Globe and Mail climate columnist Adam Radwanski says the structure of the new cabinet, as well as the faces around the table, may determine whether an “inertia-prone government” can keep its promise to cut the country’s emissions 40 to 45% by 2030.
The challenge, Radwanski writes, is that “the cabinet and the bureaucracy supporting it, as they have existed to this point, are really not set up to implement the dauntingly ambitious climate platform the Liberals just ran on.” Environment and Climate Change Canada (ECCC) is the obvious lead agency for a climate plan, but they’re “actually a relatively small department with primarily regulatory functions and minimal capacity to develop programs.” Much of that action resides with Natural Resources Canada (NRCan), “which is highly sensitive to the needs of the oil and gas industry and has prioritized improving relations with oil-producing parts of the country under its most recent minister, Seamus O’Regan.”

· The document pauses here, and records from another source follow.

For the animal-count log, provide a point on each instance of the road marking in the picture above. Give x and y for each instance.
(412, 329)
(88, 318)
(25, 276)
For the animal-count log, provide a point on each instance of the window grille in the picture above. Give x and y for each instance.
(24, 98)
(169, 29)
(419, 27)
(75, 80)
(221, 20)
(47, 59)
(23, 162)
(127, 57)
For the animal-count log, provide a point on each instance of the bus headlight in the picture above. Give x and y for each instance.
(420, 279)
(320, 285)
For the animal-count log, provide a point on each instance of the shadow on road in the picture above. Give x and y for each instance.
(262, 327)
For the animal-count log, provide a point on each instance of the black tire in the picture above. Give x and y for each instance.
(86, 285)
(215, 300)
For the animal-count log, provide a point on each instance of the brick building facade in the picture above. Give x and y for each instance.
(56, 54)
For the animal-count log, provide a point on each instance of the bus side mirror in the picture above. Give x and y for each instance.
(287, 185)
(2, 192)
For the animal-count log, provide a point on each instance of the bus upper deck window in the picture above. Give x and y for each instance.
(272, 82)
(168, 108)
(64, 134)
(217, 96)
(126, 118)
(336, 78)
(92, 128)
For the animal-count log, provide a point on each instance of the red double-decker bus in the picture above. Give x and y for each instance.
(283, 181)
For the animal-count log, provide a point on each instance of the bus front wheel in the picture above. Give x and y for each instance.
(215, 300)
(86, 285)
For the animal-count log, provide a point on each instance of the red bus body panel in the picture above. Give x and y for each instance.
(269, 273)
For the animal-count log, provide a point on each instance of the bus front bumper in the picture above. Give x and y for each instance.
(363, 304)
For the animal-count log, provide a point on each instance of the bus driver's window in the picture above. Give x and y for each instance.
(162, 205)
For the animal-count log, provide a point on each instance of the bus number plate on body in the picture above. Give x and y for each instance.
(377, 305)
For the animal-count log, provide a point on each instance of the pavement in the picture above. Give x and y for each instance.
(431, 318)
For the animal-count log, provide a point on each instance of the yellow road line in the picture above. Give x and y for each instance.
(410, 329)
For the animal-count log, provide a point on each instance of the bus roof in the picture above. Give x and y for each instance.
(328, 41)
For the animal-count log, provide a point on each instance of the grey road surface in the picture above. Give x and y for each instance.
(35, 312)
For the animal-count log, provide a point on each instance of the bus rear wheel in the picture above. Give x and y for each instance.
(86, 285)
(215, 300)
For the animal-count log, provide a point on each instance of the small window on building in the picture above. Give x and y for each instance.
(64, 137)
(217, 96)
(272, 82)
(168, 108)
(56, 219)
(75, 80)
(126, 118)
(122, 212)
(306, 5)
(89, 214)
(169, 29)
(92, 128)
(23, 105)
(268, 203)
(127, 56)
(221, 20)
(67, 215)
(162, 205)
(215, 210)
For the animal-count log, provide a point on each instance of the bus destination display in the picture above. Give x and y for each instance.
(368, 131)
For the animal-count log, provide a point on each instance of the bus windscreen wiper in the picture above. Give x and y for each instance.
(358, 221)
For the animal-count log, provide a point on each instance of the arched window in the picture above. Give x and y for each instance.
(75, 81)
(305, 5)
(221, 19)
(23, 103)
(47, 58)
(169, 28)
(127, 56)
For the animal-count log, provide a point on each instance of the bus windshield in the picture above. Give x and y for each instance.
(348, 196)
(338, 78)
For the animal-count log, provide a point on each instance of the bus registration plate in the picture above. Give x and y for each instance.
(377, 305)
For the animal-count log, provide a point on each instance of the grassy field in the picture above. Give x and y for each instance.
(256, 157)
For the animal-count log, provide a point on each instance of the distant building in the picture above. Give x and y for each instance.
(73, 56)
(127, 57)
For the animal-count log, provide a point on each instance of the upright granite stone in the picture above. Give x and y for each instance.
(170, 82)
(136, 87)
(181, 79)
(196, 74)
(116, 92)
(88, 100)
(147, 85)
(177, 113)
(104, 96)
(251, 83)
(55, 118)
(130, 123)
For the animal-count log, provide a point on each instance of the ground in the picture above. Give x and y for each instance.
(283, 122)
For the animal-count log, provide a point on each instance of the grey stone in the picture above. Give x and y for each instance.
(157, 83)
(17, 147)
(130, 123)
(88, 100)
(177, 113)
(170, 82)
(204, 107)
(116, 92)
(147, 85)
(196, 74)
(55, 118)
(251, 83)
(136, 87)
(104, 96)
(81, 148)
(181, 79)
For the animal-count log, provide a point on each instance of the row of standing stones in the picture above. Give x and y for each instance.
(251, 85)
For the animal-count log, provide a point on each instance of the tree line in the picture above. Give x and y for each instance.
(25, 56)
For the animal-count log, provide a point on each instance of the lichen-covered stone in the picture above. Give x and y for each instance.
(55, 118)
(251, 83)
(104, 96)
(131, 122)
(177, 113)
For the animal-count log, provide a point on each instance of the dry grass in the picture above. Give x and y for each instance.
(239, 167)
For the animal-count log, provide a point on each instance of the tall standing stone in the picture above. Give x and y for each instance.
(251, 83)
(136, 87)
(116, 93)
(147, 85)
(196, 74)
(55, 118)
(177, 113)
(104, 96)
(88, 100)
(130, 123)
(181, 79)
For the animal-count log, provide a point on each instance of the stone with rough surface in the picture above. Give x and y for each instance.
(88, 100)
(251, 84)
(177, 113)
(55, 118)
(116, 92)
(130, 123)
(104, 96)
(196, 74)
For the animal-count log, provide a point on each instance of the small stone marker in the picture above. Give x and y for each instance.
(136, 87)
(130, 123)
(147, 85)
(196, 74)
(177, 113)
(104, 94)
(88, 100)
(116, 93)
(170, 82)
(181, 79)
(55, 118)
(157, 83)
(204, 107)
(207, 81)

Those colliding priorities “may explain why, for instance, there was no movement on the Liberals’ 2019 campaign promise to develop a strategy for oil and gas workers who may lose their jobs during a clean energy transition, until Mr. O’Regan launched consultations right before the 2021 campaign,” he adds.
Radwanski suggests three ways Trudeau could strengthen his cabinet’s climate clout: combine ECCC and NRCan into a super-ministry, with a senior minister in charge; reassign some climate-related files (and the funds that come with them) to the environment minister; or appoint ministers with strong climate credentials to other key departments, as he did when then-environment minister Catherine McKenna moved to the infrastructure portfolio.
“Whether Mr. Trudeau attempts any of these sorts of disruptions will depend on how much he is willing to ruffle feathers, both inside and outside the government,” Radwanski says. “There would be resistance from Liberals wary of climate policy as the be all and end all, from entrenched bureaucrats, and from sectors unaccustomed to the ministries with which they interact aggressively trying to change them.”
But “if he wants to go down as the prime minister who put Canada on the path to net-zero emissions,” the columnist adds, “it’s not going to happen with business as usual.”